Em 2014, o suicídio de um homem de 28 anos foi classificado pelo governo como um incidente relacionado ao trabalho. Ele trabalhou como animador em tempo integral para A-1 Pictures (Sword Art Online, Your Lie in April) e estava na empresa há três anos. Uma investigação revelou que ele estava trabalhando por mais de 600 horas durante o mês que antecedeu sua morte. Em resposta a essa revelação, a A-1 Pictures fez uma declaração oficial dizendo: “Se esta decisão for verdadeira, é inesperada e não podemos comentar porque o motivo do julgamento não é claro”. A família do homem recebeu benefícios de compensação dos trabalhadores, e foi isso.
A renda mensal de um animador freelancer é de 200 ienes (US$ 2,00) por desenho.
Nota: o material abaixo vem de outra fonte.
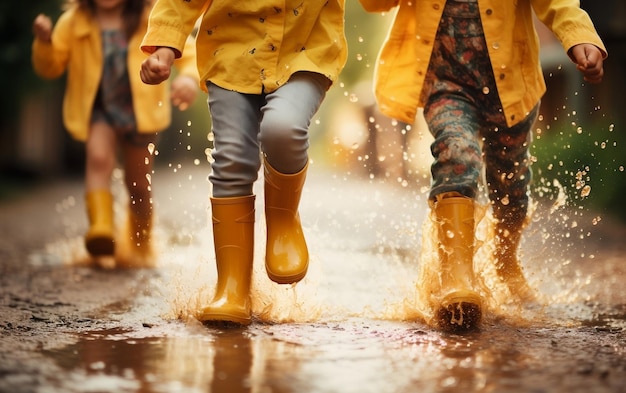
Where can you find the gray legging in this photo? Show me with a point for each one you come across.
(275, 123)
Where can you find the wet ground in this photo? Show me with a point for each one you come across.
(355, 324)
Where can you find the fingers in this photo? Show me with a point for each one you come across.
(589, 61)
(157, 67)
(42, 27)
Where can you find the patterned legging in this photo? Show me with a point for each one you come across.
(464, 114)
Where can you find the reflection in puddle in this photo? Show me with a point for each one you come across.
(344, 328)
(356, 355)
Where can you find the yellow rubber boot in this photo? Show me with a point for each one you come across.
(507, 240)
(99, 239)
(233, 236)
(286, 255)
(460, 306)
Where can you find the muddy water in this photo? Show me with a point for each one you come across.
(356, 323)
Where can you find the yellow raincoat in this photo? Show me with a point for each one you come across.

Mas por causa da complexidade dos designs de anime, um único desenho pode levar até uma hora para ser concluído, levando a maioria dos animadores a ganhar em média cerca de US $ 2,00 por hora. Para muitos animadores, seu salário mínimo atual não é suficiente para sustentá-los, com muitos optando por morar com suas famílias como resultado. Muitos estúdios optam por empregar freelancers para evitar aderir ao código trabalhista do país, pois isso permite que eles paguem aos animadores freelancers o menor preço possível, tudo sem desfrutar de nenhum benefício da empresa. É corte de custos, eficiente e desumano.
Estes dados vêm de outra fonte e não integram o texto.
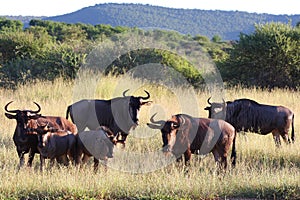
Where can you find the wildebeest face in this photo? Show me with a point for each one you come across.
(216, 110)
(135, 104)
(169, 135)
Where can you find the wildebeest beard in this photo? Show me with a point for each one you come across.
(124, 120)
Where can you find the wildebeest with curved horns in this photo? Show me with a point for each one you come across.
(26, 141)
(248, 115)
(183, 134)
(97, 143)
(55, 144)
(118, 114)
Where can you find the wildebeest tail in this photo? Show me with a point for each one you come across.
(233, 151)
(69, 109)
(293, 130)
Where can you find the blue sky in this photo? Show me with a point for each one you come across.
(59, 7)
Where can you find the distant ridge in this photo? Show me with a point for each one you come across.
(227, 24)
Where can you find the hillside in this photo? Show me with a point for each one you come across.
(227, 24)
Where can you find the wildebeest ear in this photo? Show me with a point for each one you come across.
(146, 103)
(207, 108)
(34, 116)
(175, 125)
(218, 109)
(10, 116)
(155, 126)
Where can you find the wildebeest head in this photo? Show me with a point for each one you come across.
(216, 110)
(22, 117)
(42, 131)
(173, 132)
(135, 104)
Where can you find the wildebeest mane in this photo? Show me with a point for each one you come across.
(244, 113)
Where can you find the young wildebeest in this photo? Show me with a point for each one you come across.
(248, 115)
(119, 114)
(183, 134)
(97, 143)
(27, 142)
(55, 144)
A situação é ainda pior para as animadoras, pois um estudo recente mostrou que elas recebem ainda menos do que seus colegas homens. Estas horas de trabalho impossíveis levaram à hospitalização de inúmeros animadores por exaustão e excesso de trabalho. Muitos animadores precisam trabalhar em outros empregos para sobreviver, levando a vários casos de esgotamento.
Por que os animes modernos são tão curtos
As séries de anime, particularmente os projetos originais de anime, parecem ficar cada vez mais curtos a cada ano que passa. No passado, o anime era conhecido por durar vários anos, com muitos passando da marca de 100 episódios. Atualmente, a maioria dos títulos são lançados em um único cour ou split cour, geralmente com duração de 11 a 13 episódios de cada vez. A maioria dos animes de longa duração que ainda existem hoje são aqueles que estão em andamento há anos – como Detetive Conan e Sazae-san — anime infantil ou anime que faça parte de uma franquia existente.
Isso se deve principalmente ao quão mais detalhado o estilo de arte do anime se tornou. As séries mais antigas costumavam apresentar designs de personagens mais simples, não muito diferentes daqueles vistos em desenhos animados ocidentais. Um design humano padrão consistiria em cabeças circulares, pontos para os olhos e roupas simples. Os animes de hoje apresentam designs mais complexos, paisagens detalhadas e comida de dar água na boca. As técnicas de animação no passado também eram mais simples e, como a maior parte do público-alvo da época eram crianças, os animadores não sentiam nenhuma necessidade ou pressão de apresentar cenas excessivamente complicadas.
Agora, até mesmo os animes infantis modernos apresentam momentos de animação suave e complicada, e se tornou uma expectativa para o público ver um colírio para os olhos na tela. Deixar de atender às expectativas dos fãs muitas vezes pode afetar as vendas do programa, mesmo que a história seja boa. Grande parte da receita de um anime geralmente vem das vendas de mercadorias, portanto, se um programa não decolar, suas mercadorias também não. E se uma série não ganhar muito dinheiro durante sua primeira temporada, então as chances de ela ser escolhida para uma segunda temporada – ou mesmo uma segunda temporada – são quase nulas.
É provável que o trem de produção de animação não diminua no futuro, com cada nova temporada aparentemente trazendo mais e mais novos títulos. Os próprios animadores não prevêem nenhuma mudança positiva em suas situações de trabalho, com muitos até mesmo desaconselhando seguir uma carreira na indústria agora. Mas porque muitos deles têm tanta paixão e amor pelo anime, eles continuam desenhando.